Dans ce contexte on peut estimer que la correction qui a touché de manière indiscriminée l’ensemble des places boursières mondiales, à la fin du mois d’août, témoigne davantage d’un regain d’aversion pour le risque que d’une détérioration des fondamentaux. En effet, si l’on peut comprendre que les marchés émergents aient été sous pression, en raison des craintes suscitées par l’imminence du resserrement monétaire de la Fed et par la baisse du prix des matières, et que le marché chinois ait corrigé sa progression pour le moins spéculative de ces 12 derniers mois, il est en revanche surprenant que les marchés développés aient suivi la tendance.

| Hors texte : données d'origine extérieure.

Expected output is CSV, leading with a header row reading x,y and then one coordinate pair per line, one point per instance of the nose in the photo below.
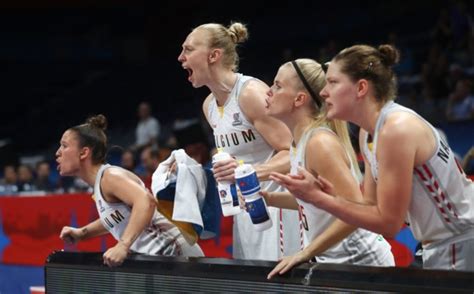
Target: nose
x,y
270,92
181,57
324,93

Les chiffres de croissance du premier trimestre ainsi que les indicateurs avancés continuent en effet à indiquer une légère accélération de la croissance dans les pays développés tandis que la baisse des prix pétroliers, l’environnement de taux bas et la faiblesse de l’inflation devraient continuer à y soutenir la consommation. L’environnement microéconomique n’est pas en reste puisque la saison de publication des résultats du deuxième trimestre était encourageante. Les entreprises du S&P 500 ont en effet bien absorbé la hausse du dollar, puisque 74% d’entre-elles ont dépassé les attentes et que leur croissance bénéficiaire s’est établie a 4%, hors secteur énergétique. En zone Euro, les entreprises ont profité de la baisse de l’euro et d’une demande domestique soutenue puisque 67% des entreprises ont dépassé les attentes et que la croissance bénéficiaire hors secteur énergétique s’est établie à 22%. Au Japon, pays pourtant le plus exposé á la Chine, les entreprises appartenant au Topix ont dépassé les attentes dans 64% des cas et affiché une progression de leurs bénéfices de 21%. Ces croissances bénéficiaires relativement soutenues conjuguées à des valorisations généralement en ligne avec les moyennes historiques nous confortent dans l’idée que privilégier les marchés d’actions au détriment des marchés obligataires et les pays développés au détriment des pays émergents est aujourd’hui l’approche la plus pertinente dans un portefeuille diversifié. Aujourd’hui il convient donc, plus que jamais, de ne pas céder à la panique et de se concentrer sur les fondamentaux pour orienter sa stratégie d’investissement.